O governo apresentou ao Senado e à Câmara suas prioridades para os próximos dois anos no Congresso, dando especial ênfase à proposta de isentar o Imposto de Renda até R$ 5 mil e elevar o imposto sobre rendas de mais de R$ 50 mil.
“Queremos que seja aprovada ainda este ano para que esteja valendo já em 2026”, disse o ministro das Relações Institucionais, Alexandre Padilha, a jornalistas, após se reunir com Motta na quinta-feira passada (12)

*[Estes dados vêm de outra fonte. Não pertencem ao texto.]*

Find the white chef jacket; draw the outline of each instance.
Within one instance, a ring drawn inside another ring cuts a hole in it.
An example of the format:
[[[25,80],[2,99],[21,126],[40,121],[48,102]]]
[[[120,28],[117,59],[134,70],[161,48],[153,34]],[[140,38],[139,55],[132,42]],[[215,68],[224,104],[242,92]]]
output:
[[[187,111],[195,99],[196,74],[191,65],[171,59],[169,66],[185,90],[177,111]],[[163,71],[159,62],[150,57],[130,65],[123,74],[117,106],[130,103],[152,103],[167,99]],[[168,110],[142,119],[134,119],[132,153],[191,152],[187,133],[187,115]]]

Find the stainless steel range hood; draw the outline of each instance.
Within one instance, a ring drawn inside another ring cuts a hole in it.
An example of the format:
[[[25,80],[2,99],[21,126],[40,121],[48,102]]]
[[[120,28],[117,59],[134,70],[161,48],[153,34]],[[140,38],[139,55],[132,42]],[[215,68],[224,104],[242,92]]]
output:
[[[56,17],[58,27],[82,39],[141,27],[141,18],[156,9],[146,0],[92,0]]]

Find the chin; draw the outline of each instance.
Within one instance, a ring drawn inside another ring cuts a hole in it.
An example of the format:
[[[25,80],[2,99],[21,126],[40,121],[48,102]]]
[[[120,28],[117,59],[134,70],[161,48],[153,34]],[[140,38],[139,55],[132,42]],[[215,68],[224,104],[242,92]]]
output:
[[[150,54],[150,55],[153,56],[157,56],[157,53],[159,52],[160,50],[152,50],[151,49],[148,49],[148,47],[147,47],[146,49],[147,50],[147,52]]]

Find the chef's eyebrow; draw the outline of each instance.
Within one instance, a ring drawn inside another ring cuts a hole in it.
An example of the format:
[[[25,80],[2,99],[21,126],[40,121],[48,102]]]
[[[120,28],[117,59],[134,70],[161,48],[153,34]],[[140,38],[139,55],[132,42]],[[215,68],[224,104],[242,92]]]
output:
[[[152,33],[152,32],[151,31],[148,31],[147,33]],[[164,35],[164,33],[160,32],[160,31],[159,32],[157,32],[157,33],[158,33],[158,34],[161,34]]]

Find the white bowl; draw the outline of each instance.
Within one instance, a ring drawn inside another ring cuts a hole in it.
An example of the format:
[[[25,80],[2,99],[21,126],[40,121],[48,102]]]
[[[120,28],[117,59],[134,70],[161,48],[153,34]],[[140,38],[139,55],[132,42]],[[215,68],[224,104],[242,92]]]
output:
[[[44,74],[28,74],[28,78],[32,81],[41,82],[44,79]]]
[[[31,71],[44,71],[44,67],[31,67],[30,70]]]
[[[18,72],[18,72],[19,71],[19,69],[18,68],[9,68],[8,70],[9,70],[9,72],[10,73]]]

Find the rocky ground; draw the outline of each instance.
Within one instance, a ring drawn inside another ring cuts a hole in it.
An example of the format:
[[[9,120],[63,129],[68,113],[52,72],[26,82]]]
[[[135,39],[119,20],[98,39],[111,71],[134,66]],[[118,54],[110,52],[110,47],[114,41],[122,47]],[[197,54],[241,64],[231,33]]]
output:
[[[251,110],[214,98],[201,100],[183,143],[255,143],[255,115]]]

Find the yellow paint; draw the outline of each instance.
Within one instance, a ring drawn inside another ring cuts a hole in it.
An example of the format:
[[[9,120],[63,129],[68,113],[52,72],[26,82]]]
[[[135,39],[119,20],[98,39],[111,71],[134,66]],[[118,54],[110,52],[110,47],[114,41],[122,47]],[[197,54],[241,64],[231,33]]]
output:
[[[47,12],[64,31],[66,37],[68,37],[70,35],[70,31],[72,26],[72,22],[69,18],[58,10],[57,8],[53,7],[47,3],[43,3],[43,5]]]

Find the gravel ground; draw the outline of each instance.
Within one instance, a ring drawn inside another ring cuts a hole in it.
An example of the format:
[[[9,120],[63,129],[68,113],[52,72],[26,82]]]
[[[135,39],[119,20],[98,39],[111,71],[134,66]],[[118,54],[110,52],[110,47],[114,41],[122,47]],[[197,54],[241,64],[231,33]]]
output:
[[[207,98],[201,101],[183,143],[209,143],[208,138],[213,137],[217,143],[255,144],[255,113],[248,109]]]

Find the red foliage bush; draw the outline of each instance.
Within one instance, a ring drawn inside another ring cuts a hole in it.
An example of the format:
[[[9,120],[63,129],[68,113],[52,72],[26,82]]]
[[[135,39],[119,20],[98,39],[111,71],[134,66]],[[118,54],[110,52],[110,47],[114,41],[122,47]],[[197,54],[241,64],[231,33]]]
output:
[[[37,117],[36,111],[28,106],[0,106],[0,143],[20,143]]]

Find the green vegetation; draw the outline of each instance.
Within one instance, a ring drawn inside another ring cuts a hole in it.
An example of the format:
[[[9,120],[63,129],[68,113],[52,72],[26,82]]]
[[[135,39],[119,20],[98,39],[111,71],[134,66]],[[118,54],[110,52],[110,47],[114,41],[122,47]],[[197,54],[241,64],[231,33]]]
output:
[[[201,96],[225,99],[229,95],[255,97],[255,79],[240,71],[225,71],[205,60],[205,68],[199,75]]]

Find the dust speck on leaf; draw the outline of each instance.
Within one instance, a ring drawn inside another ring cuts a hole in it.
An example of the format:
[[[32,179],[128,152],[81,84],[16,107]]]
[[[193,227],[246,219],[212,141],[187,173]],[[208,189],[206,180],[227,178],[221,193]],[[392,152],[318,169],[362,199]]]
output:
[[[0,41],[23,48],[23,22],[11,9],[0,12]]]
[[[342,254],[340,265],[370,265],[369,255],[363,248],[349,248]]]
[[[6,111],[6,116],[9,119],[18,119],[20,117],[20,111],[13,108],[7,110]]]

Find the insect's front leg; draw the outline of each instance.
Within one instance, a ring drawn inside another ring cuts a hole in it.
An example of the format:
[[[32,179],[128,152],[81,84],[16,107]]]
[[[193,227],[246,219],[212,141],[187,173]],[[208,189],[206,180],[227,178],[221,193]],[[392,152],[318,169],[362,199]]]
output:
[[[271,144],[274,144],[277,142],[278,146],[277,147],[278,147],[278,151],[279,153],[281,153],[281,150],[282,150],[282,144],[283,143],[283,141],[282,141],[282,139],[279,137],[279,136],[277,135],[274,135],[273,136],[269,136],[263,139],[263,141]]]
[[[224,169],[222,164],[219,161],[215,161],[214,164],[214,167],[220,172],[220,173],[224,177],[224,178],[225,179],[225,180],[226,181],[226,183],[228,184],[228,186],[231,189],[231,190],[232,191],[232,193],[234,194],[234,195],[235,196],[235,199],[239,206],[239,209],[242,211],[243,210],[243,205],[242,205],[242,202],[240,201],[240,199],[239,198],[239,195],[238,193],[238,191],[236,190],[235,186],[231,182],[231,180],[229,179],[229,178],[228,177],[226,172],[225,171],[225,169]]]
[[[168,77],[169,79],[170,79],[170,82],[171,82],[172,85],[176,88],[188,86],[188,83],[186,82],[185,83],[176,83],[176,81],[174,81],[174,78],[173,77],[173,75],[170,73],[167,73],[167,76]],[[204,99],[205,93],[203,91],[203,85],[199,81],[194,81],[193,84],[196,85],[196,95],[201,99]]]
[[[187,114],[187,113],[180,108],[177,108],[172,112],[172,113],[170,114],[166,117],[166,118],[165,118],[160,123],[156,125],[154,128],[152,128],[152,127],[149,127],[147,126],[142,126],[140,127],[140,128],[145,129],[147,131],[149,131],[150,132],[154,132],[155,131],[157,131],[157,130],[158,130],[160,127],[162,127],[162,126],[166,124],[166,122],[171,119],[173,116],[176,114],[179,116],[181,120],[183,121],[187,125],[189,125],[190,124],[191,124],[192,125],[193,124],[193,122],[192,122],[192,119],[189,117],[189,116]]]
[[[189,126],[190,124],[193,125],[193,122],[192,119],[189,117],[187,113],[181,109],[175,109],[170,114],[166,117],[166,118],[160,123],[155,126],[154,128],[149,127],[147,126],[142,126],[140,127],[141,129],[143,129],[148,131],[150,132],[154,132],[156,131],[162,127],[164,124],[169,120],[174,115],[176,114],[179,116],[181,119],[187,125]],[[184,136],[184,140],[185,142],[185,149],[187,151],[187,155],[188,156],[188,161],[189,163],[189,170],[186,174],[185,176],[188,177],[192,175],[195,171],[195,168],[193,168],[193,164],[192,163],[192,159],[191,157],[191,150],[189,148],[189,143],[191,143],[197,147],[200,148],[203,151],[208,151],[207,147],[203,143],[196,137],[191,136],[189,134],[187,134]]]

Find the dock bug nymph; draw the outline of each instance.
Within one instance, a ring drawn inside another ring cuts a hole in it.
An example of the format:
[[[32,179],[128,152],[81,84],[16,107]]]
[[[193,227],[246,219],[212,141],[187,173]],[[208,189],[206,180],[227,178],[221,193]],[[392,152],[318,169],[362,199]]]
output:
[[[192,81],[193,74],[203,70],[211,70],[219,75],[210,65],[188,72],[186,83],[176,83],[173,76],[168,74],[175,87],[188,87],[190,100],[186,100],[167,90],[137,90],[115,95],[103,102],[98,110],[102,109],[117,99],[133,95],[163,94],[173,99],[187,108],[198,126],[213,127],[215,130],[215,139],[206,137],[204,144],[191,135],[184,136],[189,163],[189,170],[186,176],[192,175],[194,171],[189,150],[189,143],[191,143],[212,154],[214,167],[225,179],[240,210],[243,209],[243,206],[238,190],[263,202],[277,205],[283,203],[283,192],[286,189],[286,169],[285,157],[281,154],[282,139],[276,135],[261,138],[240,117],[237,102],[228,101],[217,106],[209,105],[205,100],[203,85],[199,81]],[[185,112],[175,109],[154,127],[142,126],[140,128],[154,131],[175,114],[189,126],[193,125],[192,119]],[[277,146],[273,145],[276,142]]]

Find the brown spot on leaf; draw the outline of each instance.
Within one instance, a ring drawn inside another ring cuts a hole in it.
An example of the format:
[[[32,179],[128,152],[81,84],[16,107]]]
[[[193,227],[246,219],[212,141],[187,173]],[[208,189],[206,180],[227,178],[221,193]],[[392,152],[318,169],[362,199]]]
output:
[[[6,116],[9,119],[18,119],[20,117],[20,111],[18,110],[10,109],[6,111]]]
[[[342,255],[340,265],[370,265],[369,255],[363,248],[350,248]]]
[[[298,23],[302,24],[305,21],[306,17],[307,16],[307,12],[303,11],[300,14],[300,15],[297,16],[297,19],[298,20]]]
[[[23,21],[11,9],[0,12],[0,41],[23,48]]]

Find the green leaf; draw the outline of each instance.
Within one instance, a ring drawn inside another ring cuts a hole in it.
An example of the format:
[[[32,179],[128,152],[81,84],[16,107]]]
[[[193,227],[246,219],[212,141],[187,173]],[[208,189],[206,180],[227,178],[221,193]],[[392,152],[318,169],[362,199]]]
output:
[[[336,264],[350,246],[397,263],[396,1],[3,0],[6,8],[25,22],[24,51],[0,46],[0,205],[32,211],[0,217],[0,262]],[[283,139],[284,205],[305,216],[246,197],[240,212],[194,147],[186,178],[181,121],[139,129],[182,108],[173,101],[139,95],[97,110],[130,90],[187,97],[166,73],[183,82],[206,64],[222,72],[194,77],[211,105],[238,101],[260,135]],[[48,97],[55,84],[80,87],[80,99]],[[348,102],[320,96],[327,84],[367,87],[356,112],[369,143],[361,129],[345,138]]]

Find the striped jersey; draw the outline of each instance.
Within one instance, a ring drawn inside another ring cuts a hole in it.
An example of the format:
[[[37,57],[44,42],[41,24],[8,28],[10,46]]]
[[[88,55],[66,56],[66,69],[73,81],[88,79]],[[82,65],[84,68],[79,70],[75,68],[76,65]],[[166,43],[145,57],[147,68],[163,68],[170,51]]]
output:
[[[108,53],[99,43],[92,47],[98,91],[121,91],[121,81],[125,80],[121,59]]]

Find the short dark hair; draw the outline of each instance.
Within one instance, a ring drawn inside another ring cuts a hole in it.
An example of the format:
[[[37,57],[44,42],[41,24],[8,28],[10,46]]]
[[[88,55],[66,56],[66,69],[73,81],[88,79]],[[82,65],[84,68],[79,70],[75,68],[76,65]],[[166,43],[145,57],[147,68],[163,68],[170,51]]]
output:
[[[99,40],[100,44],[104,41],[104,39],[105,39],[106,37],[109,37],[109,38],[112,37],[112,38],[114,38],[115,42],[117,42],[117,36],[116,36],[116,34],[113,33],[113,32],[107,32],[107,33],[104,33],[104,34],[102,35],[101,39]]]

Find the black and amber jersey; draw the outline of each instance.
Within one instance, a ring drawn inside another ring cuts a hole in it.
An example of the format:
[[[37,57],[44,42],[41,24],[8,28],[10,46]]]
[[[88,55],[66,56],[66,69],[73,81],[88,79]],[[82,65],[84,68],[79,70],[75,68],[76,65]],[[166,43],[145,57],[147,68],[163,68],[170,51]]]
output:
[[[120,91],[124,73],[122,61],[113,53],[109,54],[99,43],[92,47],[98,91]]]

A reforma do Imposto de Renda, porém, ainda não foi enviada ao Congresso, já que o Ministério da Fazenda ainda fecha os detalhes da proposta, para garantir que a arrecadação maior sobre os mais ricos vai cobrir integralmente a desoneração dos que ganham até R$ 5 mil.
A avaliação é que não há espaço fiscal para o governo abrir mão de receitas sem que haja aumento da dívida pública, algo que pode pressionar a cotação do dólar, a inflação e os juros no país.
Motta já deu declarações favoráveis à proposta, mas também tem criticado o governo por aumentar impostos, cobrando mais cortes de gastos.
“Não conheço o que o ministro vai nos trazer”, disse Motta na semana passada antes de se reunir com Haddad.
“O projeto da isenção do Imposto de Renda é um projeto simpático. Quem é que não gostaria de aprovar um projeto que ajuda as pessoas que têm uma faixa de renda menor, que é a larga maioria da população brasileira?”, comentou.
“Mas temos que ter muito equilíbrio para que uma medida como essa não venha a ter um efeito ruim do ponto de vista econômico, já que temos hoje uma alta taxa de juros, o dólar chegando a níveis máximos, e isso traz efeito no que diz respeito à inflação.”